Background and Purpose—Basal ganglia infarction is typically caused by the occlusion of deep arteries and the formation of relatively small lesions called lacunes. In the present study, a rat model of lacunar infarction was induced by photothrombotic occlusion of the small vessels within the caudate-putamen and subsequently characterized.

Methods—Male Sprague-Dawley rats (n=143) were anesthetized, and Rose Bengal dye (20 mg/kg) was intravenously injected. The left caudoputamen was exposed to cold white light for 5 to 10 minutes via a stereotaxically implanted polymethylmethacrylate optic fiber (0.5–0.75 mm diameter). Neurological and morphological changes were assessed at various times during the following 6 weeks. Local cerebral blood flow was measured 90 minutes after photothrombosis by [¹⁴C]-N-isopropyl-p-iodoamphetamine quantitative autoradiography. The time course of blood–brain barrier opening and ischemic brain edema as well as the effects of aspirin and tissue plasminogen activator treatment were also determined.

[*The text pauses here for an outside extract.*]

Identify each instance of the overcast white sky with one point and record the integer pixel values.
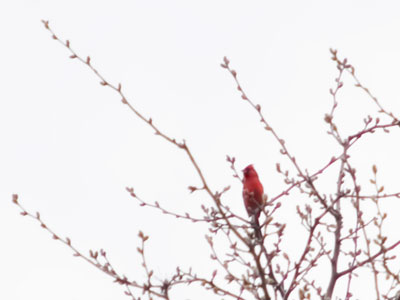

Results—A virtually round infarct with thrombosed parenchymal vessels surrounded by a layer of selective neuronal death was formed within the caudoputamen; it turned into a cystic cavity (lacune) over 6 weeks. A central zone of markedly reduced blood flow and surrounding oligemic zone were observed 90 minutes after light exposure. Lesion size was proportional to light exposure, and the severity and duration of neurological deficits paralleled infarct size. Early blood–brain barrier opening with edema peaked at day 1. After tissue plasminogen activator treatment, infarction volume and neurological deficits were reduced.

Conclusions—This study describes a new rat model of lacunar infarction by photothrombotic occlusion of the microvessels within the caudoputamen. With this model, infarct size correlates with the severity and duration of the neuropathology and can be varied by altering light exposure.